Provides proactive health monitoring, automatic failure detection, and recovery mechanisms for MCP services.

Features

  • Periodic health checks with configurable intervals
  • Multiple check strategies (ping, capability check, custom)
  • Automatic status updates and notifications
  • Integration with circuit breakers and retry logic
  • Health metrics and history tracking

Usage

# Start health checker for a client
{:ok, checker} = HealthCheck.start_link(
  name: :my_health_check,
  target: client_pid,
  check_interval: 30_000,
  timeout: 5_000,
  failure_threshold: 3,
  recovery_threshold: 2
)

# Get current health status
HealthCheck.get_status(checker)
#=> {:healthy, %{last_check: ~U[...], consecutive_successes: 5}}

# Subscribe to health events
HealthCheck.subscribe(checker)

# Manual health check
HealthCheck.check_now(checker)

Summary

Functions

Triggers an immediate health check.

Returns a specification to start this module under a supervisor.

Gets health check history.

Gets the current health status.

Creates a health check function for MCP clients.

Creates a health check function for MCP servers.

Pauses health checks.

Resumes health checks.

Starts a health check process.

Subscribes to health status changes.

Unsubscribes from health status changes.

Types

check_result()

@type check_result() :: %{
  status: status(),
  timestamp: DateTime.t(),
  duration_ms: non_neg_integer(),
  details: map()
}

status()

@type status() :: :healthy | :unhealthy | :degraded | :unknown

t()

@type t() :: %ExMCP.Reliability.HealthCheck{
  check_fn: (any() -> {:ok, map()} | {:error, any()}) | nil,
  check_interval: pos_integer(),
  consecutive_failures: non_neg_integer(),
  consecutive_successes: non_neg_integer(),
  failure_threshold: pos_integer(),
  history: [check_result()],
  last_check_result: check_result() | nil,
  last_check_time: DateTime.t() | nil,
  metadata: map(),
  name: atom(),
  on_status_change: (status(), status() -> any()) | nil,
  recovery_threshold: pos_integer(),
  status: status(),
  subscribers: MapSet.t(pid()),
  target: pid() | atom(),
  timeout: pos_integer(),
  timer_ref: reference() | nil
}

Functions

check_now(checker)

@spec check_now(GenServer.server()) :: check_result()

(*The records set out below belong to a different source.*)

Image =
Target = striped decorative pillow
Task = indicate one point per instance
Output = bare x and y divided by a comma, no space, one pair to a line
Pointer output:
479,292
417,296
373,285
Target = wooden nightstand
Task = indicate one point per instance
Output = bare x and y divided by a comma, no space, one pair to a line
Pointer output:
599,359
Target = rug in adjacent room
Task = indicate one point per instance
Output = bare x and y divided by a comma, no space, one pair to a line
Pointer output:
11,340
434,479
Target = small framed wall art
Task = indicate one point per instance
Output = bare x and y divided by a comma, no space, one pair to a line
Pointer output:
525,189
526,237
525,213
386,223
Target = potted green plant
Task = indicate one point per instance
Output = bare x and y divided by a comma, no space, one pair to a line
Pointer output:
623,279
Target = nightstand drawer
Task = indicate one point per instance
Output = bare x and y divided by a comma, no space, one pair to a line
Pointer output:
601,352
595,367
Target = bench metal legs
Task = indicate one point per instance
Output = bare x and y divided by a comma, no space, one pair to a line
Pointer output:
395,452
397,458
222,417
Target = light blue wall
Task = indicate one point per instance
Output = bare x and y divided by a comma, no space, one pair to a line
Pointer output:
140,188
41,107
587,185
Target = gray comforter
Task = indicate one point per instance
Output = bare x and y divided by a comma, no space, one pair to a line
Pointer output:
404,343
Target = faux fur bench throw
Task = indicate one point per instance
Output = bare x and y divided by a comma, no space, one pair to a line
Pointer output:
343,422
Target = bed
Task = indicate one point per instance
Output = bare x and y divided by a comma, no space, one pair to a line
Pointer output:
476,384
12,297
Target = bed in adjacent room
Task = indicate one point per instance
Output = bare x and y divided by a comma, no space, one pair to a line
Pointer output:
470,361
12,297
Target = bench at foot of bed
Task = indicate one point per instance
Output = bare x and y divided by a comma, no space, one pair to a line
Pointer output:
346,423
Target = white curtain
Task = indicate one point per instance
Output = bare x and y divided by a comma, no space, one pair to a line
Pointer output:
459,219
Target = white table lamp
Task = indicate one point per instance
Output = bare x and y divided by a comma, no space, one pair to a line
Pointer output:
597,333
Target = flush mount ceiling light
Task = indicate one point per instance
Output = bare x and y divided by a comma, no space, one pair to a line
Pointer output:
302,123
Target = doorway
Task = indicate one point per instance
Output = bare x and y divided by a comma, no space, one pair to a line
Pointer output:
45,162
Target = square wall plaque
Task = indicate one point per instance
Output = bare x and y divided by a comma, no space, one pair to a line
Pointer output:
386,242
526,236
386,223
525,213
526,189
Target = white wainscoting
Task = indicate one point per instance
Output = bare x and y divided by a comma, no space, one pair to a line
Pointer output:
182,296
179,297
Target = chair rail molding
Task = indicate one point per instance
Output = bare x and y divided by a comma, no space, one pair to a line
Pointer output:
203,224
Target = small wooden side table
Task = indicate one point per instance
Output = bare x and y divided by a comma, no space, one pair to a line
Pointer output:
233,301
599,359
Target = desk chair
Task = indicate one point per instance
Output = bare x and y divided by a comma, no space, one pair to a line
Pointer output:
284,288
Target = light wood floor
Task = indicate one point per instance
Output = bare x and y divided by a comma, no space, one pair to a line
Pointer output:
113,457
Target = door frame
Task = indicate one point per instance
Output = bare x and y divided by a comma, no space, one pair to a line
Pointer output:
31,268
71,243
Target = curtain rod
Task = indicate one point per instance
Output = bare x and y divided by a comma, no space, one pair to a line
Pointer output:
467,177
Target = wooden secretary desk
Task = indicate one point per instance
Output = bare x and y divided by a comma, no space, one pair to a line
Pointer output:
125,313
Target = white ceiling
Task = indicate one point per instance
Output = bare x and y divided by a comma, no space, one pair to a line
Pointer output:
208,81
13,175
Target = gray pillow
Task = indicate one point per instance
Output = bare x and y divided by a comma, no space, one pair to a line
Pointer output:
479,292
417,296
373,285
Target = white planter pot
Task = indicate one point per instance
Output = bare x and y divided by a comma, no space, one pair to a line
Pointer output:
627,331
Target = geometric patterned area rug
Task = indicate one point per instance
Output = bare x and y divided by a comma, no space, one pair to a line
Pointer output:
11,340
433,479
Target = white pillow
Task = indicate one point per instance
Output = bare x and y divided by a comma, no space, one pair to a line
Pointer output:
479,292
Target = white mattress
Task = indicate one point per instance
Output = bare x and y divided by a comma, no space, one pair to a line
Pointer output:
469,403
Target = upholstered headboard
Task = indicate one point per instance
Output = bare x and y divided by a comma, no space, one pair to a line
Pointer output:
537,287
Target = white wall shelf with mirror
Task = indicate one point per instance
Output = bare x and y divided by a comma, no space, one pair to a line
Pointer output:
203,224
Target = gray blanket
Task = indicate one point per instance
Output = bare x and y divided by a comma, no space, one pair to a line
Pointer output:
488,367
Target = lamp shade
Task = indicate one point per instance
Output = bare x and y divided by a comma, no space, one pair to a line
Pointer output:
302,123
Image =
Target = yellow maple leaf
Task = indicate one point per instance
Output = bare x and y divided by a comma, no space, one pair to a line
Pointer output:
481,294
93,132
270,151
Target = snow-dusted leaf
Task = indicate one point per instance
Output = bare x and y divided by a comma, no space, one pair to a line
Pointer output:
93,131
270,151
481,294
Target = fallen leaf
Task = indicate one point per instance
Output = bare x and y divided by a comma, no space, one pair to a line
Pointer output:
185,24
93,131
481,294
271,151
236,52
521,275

Triggers an immediate health check.

child_spec(init_arg)

Returns a specification to start this module under a supervisor.

See Supervisor.

get_history(checker, limit \\ 10)

@spec get_history(GenServer.server(), pos_integer()) :: [check_result()]

Gets health check history.

get_status(checker)

@spec get_status(GenServer.server()) :: {status(), map()}

Gets the current health status.

mcp_client_check_fn()

@spec mcp_client_check_fn() :: (pid() -> {:ok, map()} | {:error, any()})

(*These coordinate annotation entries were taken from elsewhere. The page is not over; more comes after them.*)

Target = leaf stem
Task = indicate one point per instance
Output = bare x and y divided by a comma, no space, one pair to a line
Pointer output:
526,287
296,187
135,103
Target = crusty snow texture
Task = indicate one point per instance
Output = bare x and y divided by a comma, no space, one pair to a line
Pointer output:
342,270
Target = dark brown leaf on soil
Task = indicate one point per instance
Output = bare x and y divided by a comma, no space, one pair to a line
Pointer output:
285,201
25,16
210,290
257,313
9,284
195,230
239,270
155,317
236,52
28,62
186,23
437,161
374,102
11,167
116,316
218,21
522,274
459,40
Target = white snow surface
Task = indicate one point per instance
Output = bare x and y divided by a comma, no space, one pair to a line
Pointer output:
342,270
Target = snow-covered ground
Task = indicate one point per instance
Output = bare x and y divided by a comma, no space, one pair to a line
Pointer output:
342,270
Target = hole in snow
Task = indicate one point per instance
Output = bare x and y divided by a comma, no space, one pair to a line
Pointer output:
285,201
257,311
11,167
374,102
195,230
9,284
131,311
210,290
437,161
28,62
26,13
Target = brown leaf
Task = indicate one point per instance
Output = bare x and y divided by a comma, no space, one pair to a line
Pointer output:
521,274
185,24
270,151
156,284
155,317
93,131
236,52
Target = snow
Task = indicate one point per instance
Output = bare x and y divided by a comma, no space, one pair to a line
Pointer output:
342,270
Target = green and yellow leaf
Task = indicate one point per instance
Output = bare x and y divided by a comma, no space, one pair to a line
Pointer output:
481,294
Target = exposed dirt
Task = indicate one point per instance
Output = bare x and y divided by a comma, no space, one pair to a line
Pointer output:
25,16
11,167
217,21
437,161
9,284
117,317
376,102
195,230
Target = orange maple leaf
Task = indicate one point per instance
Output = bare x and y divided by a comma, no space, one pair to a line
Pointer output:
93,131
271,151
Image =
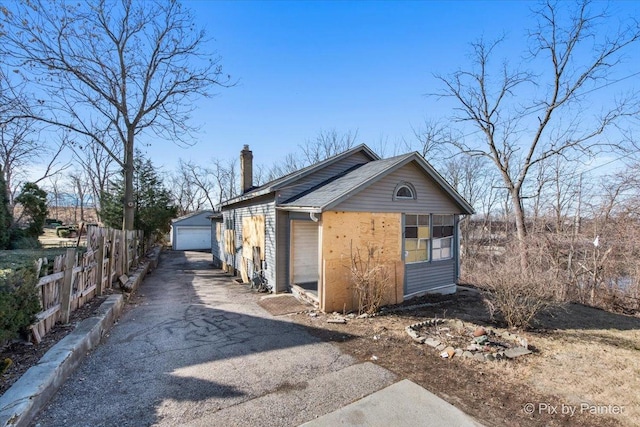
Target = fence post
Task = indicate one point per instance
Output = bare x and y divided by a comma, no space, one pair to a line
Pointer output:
67,288
125,252
100,273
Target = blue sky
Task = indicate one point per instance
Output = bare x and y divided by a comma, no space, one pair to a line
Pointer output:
303,67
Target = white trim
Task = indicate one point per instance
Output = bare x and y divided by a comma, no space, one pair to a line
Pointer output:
442,290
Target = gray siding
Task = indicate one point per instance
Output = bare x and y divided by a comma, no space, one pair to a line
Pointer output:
200,220
282,251
378,197
322,175
423,277
216,245
268,210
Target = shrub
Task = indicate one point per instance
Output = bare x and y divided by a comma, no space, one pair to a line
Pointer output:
19,303
20,239
370,279
515,295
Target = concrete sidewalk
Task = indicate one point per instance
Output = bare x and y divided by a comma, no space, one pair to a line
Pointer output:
401,404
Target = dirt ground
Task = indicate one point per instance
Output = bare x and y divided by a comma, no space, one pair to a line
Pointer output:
584,370
24,354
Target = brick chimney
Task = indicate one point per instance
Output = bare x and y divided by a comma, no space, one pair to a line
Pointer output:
246,169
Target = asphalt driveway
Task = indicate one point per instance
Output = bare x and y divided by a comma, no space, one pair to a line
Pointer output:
197,349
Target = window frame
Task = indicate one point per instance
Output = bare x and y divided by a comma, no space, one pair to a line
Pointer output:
442,229
405,185
419,239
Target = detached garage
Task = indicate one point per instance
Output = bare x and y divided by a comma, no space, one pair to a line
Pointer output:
191,232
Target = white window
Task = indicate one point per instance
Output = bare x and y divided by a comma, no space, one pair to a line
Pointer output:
404,191
442,233
416,238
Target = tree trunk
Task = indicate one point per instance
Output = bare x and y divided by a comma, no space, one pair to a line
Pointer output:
521,228
129,203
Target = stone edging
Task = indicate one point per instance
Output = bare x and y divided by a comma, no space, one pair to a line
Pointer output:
20,404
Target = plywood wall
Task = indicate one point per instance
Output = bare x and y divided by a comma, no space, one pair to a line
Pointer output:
344,234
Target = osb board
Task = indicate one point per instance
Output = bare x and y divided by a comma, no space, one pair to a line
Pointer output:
345,234
253,234
338,293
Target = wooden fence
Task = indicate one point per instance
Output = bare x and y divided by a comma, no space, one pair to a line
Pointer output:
78,277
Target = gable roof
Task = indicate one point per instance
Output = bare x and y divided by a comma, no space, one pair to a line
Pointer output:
192,214
334,191
291,178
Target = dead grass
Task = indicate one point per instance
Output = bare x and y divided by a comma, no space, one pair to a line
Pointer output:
583,356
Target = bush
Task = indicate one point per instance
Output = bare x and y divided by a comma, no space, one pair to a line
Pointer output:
19,303
370,280
20,239
515,295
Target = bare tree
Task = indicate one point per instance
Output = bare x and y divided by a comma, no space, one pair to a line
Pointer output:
327,144
20,149
120,66
194,187
519,130
98,166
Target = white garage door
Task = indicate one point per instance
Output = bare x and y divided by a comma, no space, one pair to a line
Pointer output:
191,238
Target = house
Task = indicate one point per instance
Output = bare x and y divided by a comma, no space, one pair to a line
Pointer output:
191,231
303,230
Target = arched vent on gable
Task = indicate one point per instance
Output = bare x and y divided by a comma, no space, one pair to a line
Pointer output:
404,191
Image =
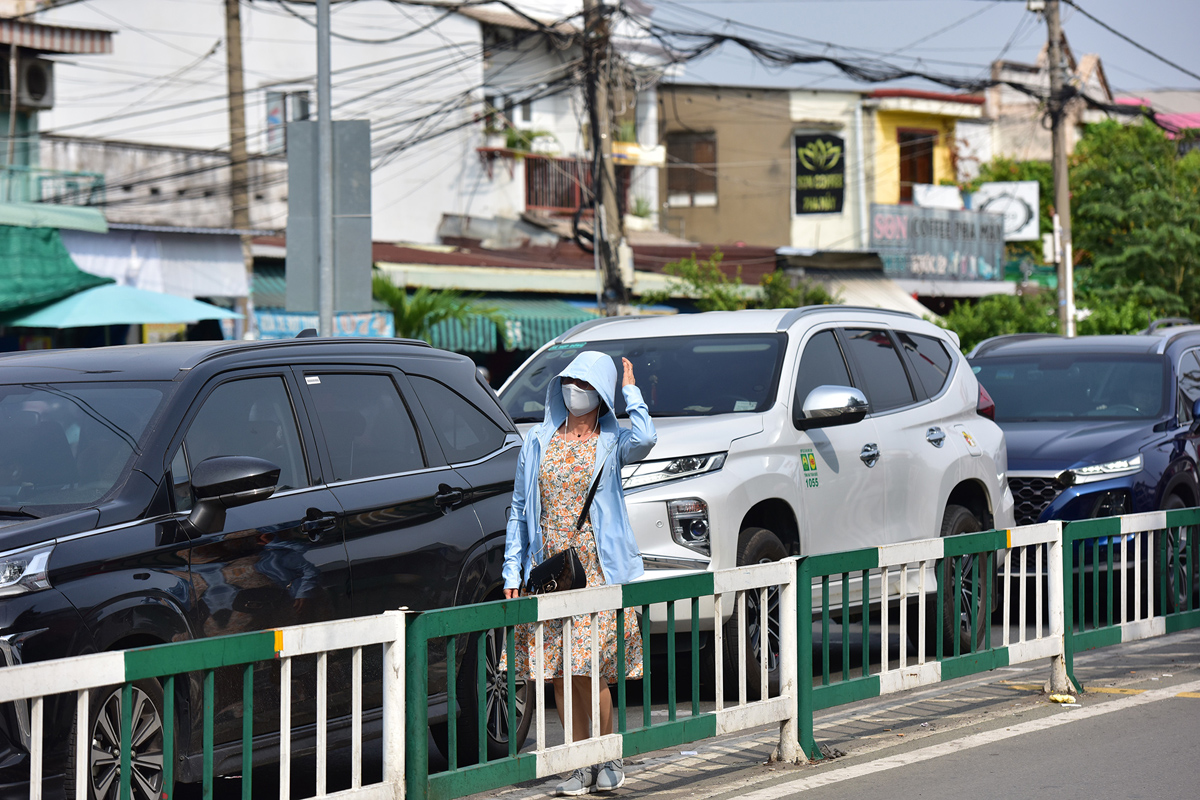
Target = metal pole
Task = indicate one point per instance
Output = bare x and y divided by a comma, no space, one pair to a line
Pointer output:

Creates a health check function for MCP clients.

This function attempts to list tools as a health check.

mcp_server_check_fn()

@spec mcp_server_check_fn() :: (pid() -> {:ok, map()} | {:error, any()})

Creates a health check function for MCP servers.

This function sends an initialize request to check server health.

pause(checker)

@spec pause(GenServer.server()) :: :ok

Pauses health checks.

resume(checker)

@spec resume(GenServer.server()) :: :ok

Resumes health checks.

start_link(opts)

@spec start_link(keyword()) :: GenServer.on_start()

Starts a health check process.

Options

  • :name - Process name (required)
  • :target - PID or name of process to check (required)
  • :check_fn - Custom check function (optional, defaults to MCP ping)
  • :check_interval - Ms between checks (default: 60000)
  • :timeout - Check timeout in ms (default: 5000)
  • :failure_threshold - Failures before unhealthy (default: 3)
  • :recovery_threshold - Successes before healthy (default: 2)
  • :on_status_change - Callback for status changes

subscribe(checker)

@spec subscribe(GenServer.server()) :: :ok

Subscribes to health status changes.

Subscribers receive messages: {:health_status_changed, old_status, new_status, metadata}

unsubscribe(checker)

@spec unsubscribe(GenServer.server()) :: :ok

Unsubscribes from health status changes.